Door naar de klinker. De *n van *finhw zou zijn verdwenen. Die verdwijning was klankwettig: voor de *h sneuvelde de *n in alle Germaanse talen. Die *n liet wel iets na: een verlenging van de klinker. De korte *i werd dus een lange *ī. Een voorbeeld is *þinhaną, dat in het Middelnederlands in (ge)dīën veranderde, met een lange ī. Die ī werd later de tweeklank ij: (ge)dijen. In het Duits veranderde de lange ī in ei [aɪ̯]: gedeihen. De verlenging *i > *ī heeft – zoals eerder ter sprake kwam – ook plaatsgevonden in ons daadwerkelijke 5-woord: fimf > fīf > vijf. Een ander voorbeeld is *linhtaz (licht: niet zwaar): dat werd Du. leicht en En. light, met wederom [aɪ̯] uit de lange ī. In het Nederlands trad al vroeg klinkerverkorting op door de [t] die erop volgde: licht. In ons hypothetische 5-woord zou er geen aanleiding zijn geweest tot klinkerverkorting. Het zou dus waarschijnlijk vijch hebben geluid in het Nederlands, veich in het Duits en figh in het Engels.
En nu zijn we er: wier en vijch!

  1. Ook de verandering van [v] in [f] die nu gaande is ten noorden van de grote Nederlandse rivieren, is regelmatig: wie de begin-[v] in woord X als [f] uitspreekt, doet dat ook in woord Y en Z: fader, foet en fis.
  2. In het Engels werd de lange ī de tweeklank [aɪ̯]. De [ɸ] werd een [f] en de eind-[ɸ] werd een [v]: five [faɪ̯v].
    In het Oudhoogduits had de [m] van fimf het overleefd. Als lipmedeklinker maakte de [m] van de i een ronde klinker [ʏ], die we ook in het Nederlandse woord put horen. De [m] werd daarna een [n] in de standaardtaal: fünf. Sommigen spreken een [m] uit.
  3. Dat ze in het Spaans en Portugees nu niet quinco zeggen, in het Italiaanse niet quinque en in het Frans niet quinq – volgens de klankwetten waardoor het Latijn in de Romaanse talen veranderde – komt door dissimilatie: het twee keer achter elkaar uitspreken van [kw] werd in het gesproken Latijn vermeden door de [w] aan het woordbegin te laten vervallen. Dat leverde cīnque op. Aanvankelijk klonk die c nog als [k] – net zoals circus uitgesproken werd als kierkoes [kirkus] – maar later veranderde die [k] in de klanken die we nu in de Romaanse talen horen, zoals de [s] van het Franse cinq.
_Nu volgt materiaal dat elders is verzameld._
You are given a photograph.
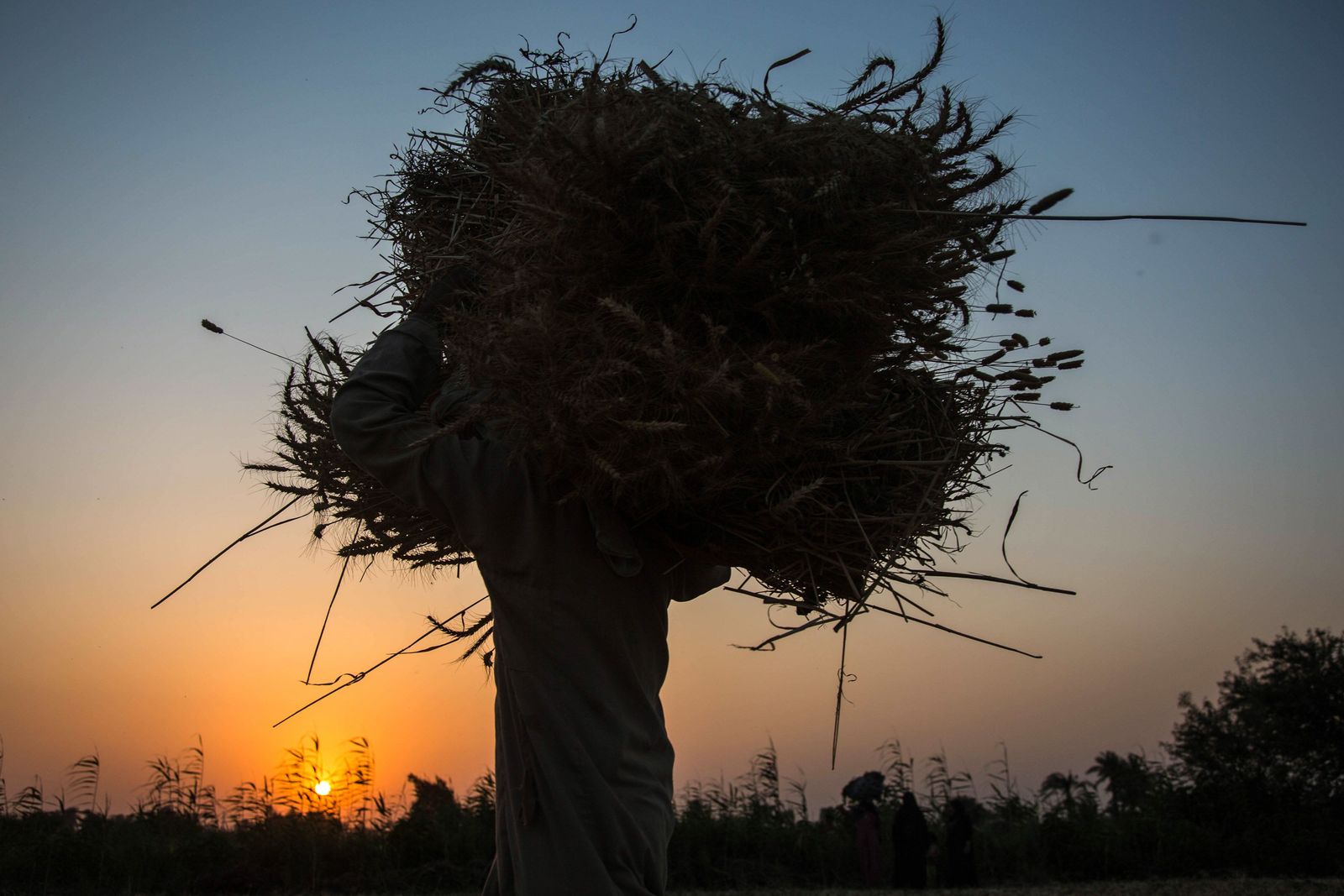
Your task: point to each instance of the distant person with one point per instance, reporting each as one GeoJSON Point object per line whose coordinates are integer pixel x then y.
{"type": "Point", "coordinates": [864, 793]}
{"type": "Point", "coordinates": [960, 852]}
{"type": "Point", "coordinates": [580, 595]}
{"type": "Point", "coordinates": [911, 844]}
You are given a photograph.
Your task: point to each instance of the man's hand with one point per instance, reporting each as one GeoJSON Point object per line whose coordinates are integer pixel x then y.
{"type": "Point", "coordinates": [447, 289]}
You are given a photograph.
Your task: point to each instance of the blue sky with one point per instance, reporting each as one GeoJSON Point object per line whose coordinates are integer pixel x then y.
{"type": "Point", "coordinates": [170, 161]}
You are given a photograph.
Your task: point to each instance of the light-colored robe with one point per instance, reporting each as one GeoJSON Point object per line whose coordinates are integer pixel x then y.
{"type": "Point", "coordinates": [584, 765]}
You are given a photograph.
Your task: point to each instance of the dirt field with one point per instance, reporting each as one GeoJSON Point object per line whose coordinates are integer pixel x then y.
{"type": "Point", "coordinates": [1243, 887]}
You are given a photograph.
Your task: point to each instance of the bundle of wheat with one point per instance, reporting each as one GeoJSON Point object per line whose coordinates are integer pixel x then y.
{"type": "Point", "coordinates": [745, 322]}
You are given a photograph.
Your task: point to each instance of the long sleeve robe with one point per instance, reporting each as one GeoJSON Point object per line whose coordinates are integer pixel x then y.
{"type": "Point", "coordinates": [584, 765]}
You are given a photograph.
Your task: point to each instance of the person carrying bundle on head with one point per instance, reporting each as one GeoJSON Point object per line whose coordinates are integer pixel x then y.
{"type": "Point", "coordinates": [580, 597]}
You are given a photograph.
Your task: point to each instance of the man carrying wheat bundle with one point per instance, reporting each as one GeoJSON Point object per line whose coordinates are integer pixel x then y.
{"type": "Point", "coordinates": [584, 765]}
{"type": "Point", "coordinates": [690, 328]}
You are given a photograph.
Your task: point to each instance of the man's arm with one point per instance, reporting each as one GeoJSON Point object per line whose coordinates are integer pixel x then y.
{"type": "Point", "coordinates": [375, 419]}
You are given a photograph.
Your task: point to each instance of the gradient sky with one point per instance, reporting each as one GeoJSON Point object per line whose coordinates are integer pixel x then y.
{"type": "Point", "coordinates": [168, 161]}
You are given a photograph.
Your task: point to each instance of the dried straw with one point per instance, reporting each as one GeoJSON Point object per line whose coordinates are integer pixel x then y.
{"type": "Point", "coordinates": [746, 322]}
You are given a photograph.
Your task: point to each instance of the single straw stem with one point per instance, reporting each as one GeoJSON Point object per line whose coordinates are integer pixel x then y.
{"type": "Point", "coordinates": [217, 328]}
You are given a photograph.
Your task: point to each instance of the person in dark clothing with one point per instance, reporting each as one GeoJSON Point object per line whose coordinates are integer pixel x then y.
{"type": "Point", "coordinates": [584, 763]}
{"type": "Point", "coordinates": [867, 825]}
{"type": "Point", "coordinates": [911, 846]}
{"type": "Point", "coordinates": [960, 853]}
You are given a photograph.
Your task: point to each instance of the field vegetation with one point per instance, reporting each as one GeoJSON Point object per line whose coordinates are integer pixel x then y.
{"type": "Point", "coordinates": [1252, 789]}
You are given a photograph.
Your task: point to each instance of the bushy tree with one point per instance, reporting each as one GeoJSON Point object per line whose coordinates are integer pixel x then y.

7 gedachten over “Vier en vijf, wier en vijch

Voeg uw reactie toe

  1. Je link gekregen via Taalpost. Leuk om te lezen. Ik vraag me dan af: Als je het veranderen van taal vanuit de geschiedenis zo kunt herleiden, kun je aan de hand daarvan dan ook taalontwikkeling in toekomst “voorspellen”?

    Geliked door 1 persoon

    1. Leuk om te horen! Bedankt!
      Het voorspellen van de taaltoekomst zou je enigszins kunnen vergelijken met de weersverwachting van over een week. Op basis van de ontwikkelingen die hebben plaatsgevonden en van wat je nu meet, kun je doorrekenen en je verwachting uitspreken. Maar de situatie kan nog veranderen: buien kunnen later komen, de wind kan sterker zijn, de temperatuur kan meevallen.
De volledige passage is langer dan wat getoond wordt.